隣の布団を見遣れば、シュシュで髪をひとつ結びにした姉が、胸元にそれを垂らしながらこちらに目線を向けている。
背の高い姉と、横になっているぶん同じ高さの視線で、眼差しを交わす。
「あ……ごめん。起こしちゃった?」
なるべく、音は立てていない。寝入っているように装っていたつもりなのだけれども。
それでも衣擦れの音など、やっぱりしていただろうか。寝付く邪魔、してしまっていたのかもしれない。
「ううん。起きてたよ。なんだか雪羽、眠れないみたいだったから」
雪羽が眠るまで、起きてようと思ってた。
薄手の掛布団から左手を差し出しながら、姉は言う。
そっか。全部、見透かされてたんだ。眠れないこと。寝付けずに、悶々としていたこと。
「ごめんね」
「え……」
だから、巻き添えで眠れない状況をつくってしまって。本来ならばこちらから、「ごめんね」をするはずだった。そういう状況だと、雪羽は思っていた。
けれどひと足先、まっすぐにこちらを見る姉の口から、言おうとしていた言葉とまったく同じものは、発せられていて。
何故、と言いかけた。でも、それもまたやっぱり、ひと足先を越されて。
「みっちゃんと、なにかあった? いろいろ、悩ませてしまってるよね。きっと」
それは、と。言いかけて、雪羽は言葉を呑み込んで。
自らも、姉に向かい掌を差し出す。姉の伸ばしてくれた掌と、互いのそれを重ね合わせる。
ぬくもり同士が、繋がりあう。
「もうすぐだから。もうすぐ、全部を伝えるから。今じゃないのは単なる私の拘り。わがままに付き合わせて、悩ませて。ごめん」
重なった掌から、指先をひとつひとつ、交差させていく。指と指とを結びあう。
姉と手を握り合う。それだけでなんだか、悩み乱れていた思考が、随分と落ち着いていくように思える。

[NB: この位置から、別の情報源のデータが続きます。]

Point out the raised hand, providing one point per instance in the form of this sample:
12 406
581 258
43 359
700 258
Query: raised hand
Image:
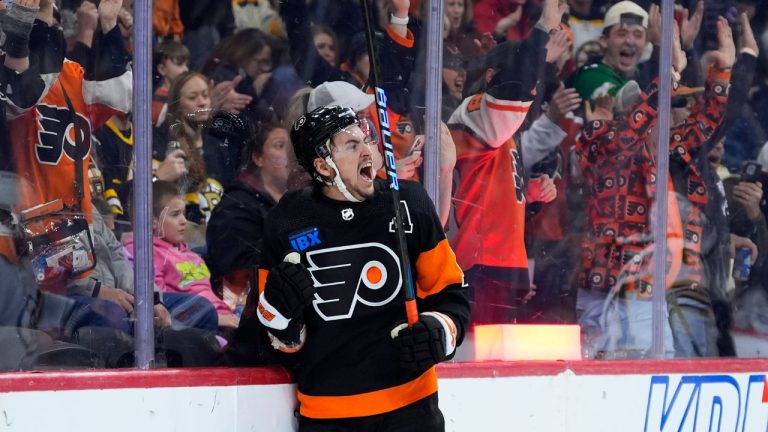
108 12
654 25
690 27
603 109
679 60
552 13
563 101
509 21
725 56
557 45
747 38
87 17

ああ、もう大丈夫だ。少なくとも今夜は──これで、いいや。寝付けないって、もうない気がする。
「ううん。お姉ちゃんとあたしにとって、これはきっと必要なことなんでしょ。だから、いい」
絡めあった指先を、握り合った手と手を、ゆっくりと布団の下に持っていく。
「あたしもお姉ちゃんのこと、なにもかも知りたいって思う。それで、あたし自身が正しいって思える答えを出したい。お姉ちゃんが伝えたいのが、どんなことだとしても。だから、いいよ」
観月さんからも、言われたように。
雪羽自身、姉に対してはまっすぐにありたいと思う。他の、どんな人に対するよりもずっと。なによりも、正直でいたい。

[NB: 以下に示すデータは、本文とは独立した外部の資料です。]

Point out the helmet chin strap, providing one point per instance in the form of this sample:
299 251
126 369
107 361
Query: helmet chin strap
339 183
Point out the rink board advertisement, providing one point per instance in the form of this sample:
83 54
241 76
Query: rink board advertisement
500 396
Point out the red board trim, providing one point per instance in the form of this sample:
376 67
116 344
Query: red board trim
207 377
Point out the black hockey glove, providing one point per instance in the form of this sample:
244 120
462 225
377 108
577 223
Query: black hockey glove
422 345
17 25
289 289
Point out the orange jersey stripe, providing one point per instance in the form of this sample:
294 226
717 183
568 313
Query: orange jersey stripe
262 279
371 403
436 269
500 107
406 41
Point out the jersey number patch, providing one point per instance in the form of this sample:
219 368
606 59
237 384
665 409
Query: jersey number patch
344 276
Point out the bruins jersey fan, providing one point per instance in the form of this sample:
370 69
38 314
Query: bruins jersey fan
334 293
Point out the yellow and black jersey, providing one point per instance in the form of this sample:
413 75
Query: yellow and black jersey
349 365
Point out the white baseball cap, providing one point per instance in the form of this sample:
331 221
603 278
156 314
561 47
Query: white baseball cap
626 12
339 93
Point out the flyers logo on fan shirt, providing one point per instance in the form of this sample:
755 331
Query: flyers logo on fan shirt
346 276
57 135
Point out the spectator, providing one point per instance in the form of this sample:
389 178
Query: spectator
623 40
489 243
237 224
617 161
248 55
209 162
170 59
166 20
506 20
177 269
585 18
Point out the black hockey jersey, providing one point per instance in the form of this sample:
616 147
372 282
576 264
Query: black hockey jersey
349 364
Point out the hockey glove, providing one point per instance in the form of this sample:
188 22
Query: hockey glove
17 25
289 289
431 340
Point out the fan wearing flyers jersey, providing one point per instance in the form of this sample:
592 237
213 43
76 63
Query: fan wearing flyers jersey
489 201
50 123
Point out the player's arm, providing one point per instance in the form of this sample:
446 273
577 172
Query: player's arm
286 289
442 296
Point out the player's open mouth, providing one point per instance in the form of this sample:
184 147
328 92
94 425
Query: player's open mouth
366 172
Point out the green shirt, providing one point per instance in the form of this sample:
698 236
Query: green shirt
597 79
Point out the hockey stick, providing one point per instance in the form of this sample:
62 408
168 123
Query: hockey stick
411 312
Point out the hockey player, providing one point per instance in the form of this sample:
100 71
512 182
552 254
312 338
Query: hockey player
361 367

「そのくらいの覚悟は、あたしだってもう、できてるつもりだから」
ふたりの布団のちょうど境界線で、握り合った手はそこに落ち着いた。
その境目で、ふたりが途切れてしまわないように。あたたかな掌を精一杯、雪羽は自身の手に包み込む。
絶対、この手は離さない。離す、もんか。
「そう。ありがとう。……また、明日。明日、ね」
「うん。明日──明日も、だよ」
今日も、明日も。それから先も。
姉はここにいる。あたしの、すぐ隣にいてくれる。この人のそばから、あたしは絶対──離れない。

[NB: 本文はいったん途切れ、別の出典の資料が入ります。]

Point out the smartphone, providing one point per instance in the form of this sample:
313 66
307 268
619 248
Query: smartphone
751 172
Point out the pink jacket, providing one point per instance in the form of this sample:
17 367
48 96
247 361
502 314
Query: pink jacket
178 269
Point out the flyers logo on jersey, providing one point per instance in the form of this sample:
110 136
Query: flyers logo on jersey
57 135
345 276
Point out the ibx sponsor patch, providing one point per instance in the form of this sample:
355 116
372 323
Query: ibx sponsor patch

夢の中でさえ姉とともにありたいと思った。雪羽の心のうちには、その願いがあった。
交わした「おやすみ」の、その先でさえ。姉とともにありたかったのだ。
それが今、雪羽の抱くまっすぐな気持ちだった。
あたしは、この人の妹だから。
姉を。その願いと、伝えたいことを。
あたしは、受け止めるんだ。
そのためにあたしは今、ここにいる。この島に、いるんだから──……。